Wires need to have coating-free, exposed copper ends so that they can come into contact with terminals or other wiring for projects like wiring receptacles, installing recessed lights, splicing wires, putting in heaters--every single electrical project you can imagine.
Wire Strippers Do More Than Strip
Wire strippers perform two actions
- Cuts Coating: The series of holes on the wire stripper fit different sized wires. When you press the stripper shut, the appropriately sized hole becomes teeth that cut the plastic coating but leaves the core wire intact and undamaged.
- Removes Coating: Continuing the above motion, the user keeps the stripper shut and slides the stripper towards the cut end of the wire, removing and discarding the coating.
Two Types: Normal and Self-Stripping
Normal: For lack of a better term, normal wire strippers are small, flat, and look like pliers. These pliers have a head, and when you press shut the handles of the stripper, the head closes up and forms holes.
They are cheap (around $10, more or less) and simple to use. When they dull, you can toss them out and replace them with little regret.
Self-Stripping: Self-stripping wire strippers--Klein Katapult is one such model--strip wires with what they call compound action. This means that three actions take place when you squeeze the handle: grip, strip, and remove.
After you precisely place the wire in the head and press the handle, the stripper grabs onto the wire, cuts and strips it, and completely removes the casing from the wire. Self-stripping wire strippers are about three times more expensive than normal strippers.
How to Use Wire Strippers
One of the great things about electrical work is predictability. Nothing is left to chance.
It is the same with using wire strippers: once you know how to use them, nearly every wire will be flawlessly stripped.

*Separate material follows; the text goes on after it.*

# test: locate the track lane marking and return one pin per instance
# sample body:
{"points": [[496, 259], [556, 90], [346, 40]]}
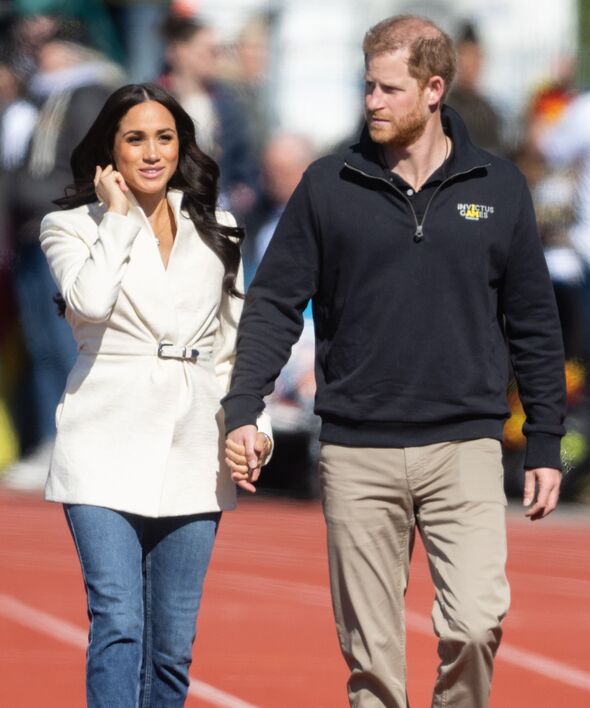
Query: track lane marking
{"points": [[64, 631], [319, 596]]}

- Find Wire Gauge: Identify the gauge of the copper wire to be stripped. You can find this on the outermost sheathing that binds multiple wires together. With a number such as 12/2, the first number is wire gauge and the second number (referring to quantity of wires) can be ignored. The most common wire gauges in household wiring will be limited to: 14 and 12 gauge. Ten (10) gauge is less commonly found and will be used for high-draw appliances like dryers and air conditioners.

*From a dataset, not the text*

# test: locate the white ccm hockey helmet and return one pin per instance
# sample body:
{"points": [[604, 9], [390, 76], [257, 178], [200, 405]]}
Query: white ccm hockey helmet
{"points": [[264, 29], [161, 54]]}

- Match Gauges: Match the gauge with the appropriate hole on the wire stripper. The hole will be marked. This step is essential. If you choose a hole that is too big, the coating will not cut and thus the wire will not strip. If you choose a hole that is too small, both the coating and the wire may entirely sever. The latter can be a major problem if you are dealing with wires coming out of a box that are already limited in length.

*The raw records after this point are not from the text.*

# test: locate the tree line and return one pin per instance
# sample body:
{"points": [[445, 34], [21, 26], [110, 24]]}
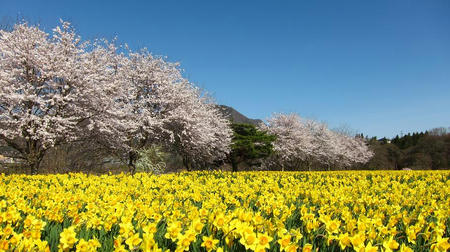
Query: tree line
{"points": [[84, 102], [419, 150]]}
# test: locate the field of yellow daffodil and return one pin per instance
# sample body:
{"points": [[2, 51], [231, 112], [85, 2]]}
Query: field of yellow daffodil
{"points": [[221, 211]]}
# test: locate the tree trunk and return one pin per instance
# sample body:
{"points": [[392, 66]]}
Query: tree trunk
{"points": [[234, 164], [132, 157], [34, 158], [34, 167], [187, 164]]}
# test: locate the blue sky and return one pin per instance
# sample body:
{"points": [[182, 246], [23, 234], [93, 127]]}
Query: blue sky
{"points": [[379, 67]]}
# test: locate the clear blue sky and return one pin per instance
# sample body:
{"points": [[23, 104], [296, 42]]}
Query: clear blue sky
{"points": [[381, 67]]}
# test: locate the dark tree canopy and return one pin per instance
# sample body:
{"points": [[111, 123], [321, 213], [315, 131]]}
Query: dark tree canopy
{"points": [[249, 144]]}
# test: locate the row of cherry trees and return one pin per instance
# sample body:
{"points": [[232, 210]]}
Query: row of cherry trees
{"points": [[300, 141], [57, 89]]}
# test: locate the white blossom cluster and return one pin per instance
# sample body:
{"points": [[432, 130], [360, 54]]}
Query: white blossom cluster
{"points": [[55, 88], [301, 141]]}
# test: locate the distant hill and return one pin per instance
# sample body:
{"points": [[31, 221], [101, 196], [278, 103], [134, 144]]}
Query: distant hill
{"points": [[237, 117]]}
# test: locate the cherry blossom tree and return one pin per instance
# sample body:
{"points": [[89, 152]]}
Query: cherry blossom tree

- Open and Seat: Open the wire stripper handles. "Seat" the wire into one side of the hole.
- Press: Slowly press the handles together until they can go no farther.
- Twist (Optional): If the coating does not fully cut, you may have to gently rotate the wire within the hole (or the wire stripper around the wire, whichever is easier). You do not have to rotate far: just a quarter turn in one direction and back.
- Remove and Discard: Pull the wire stripper towards the cut end of the wire, like pulling a sock off of a foot. Discard the casing as it has no further use.
- Wire strippers have holes sized to the gauge of the wire. Since the holes are smaller than the diameter of the plastic coating, the cutting edge on the inner part of the holes will slice away the coating.
- The holes accommodate a mid-range of wire gauges. Wire too thick or too thin cannot be cut with the wire stripper.
- Wire strippers also come equipped with a wire cutter. This cuts the wire entirely.
- Wire strippers can be simple, plier-like devices such as the pictured Klein Wire Stripper. Or they can be complex devices like Klein's Katapult, which promises to cut and remove the coating in one squeeze of the handle.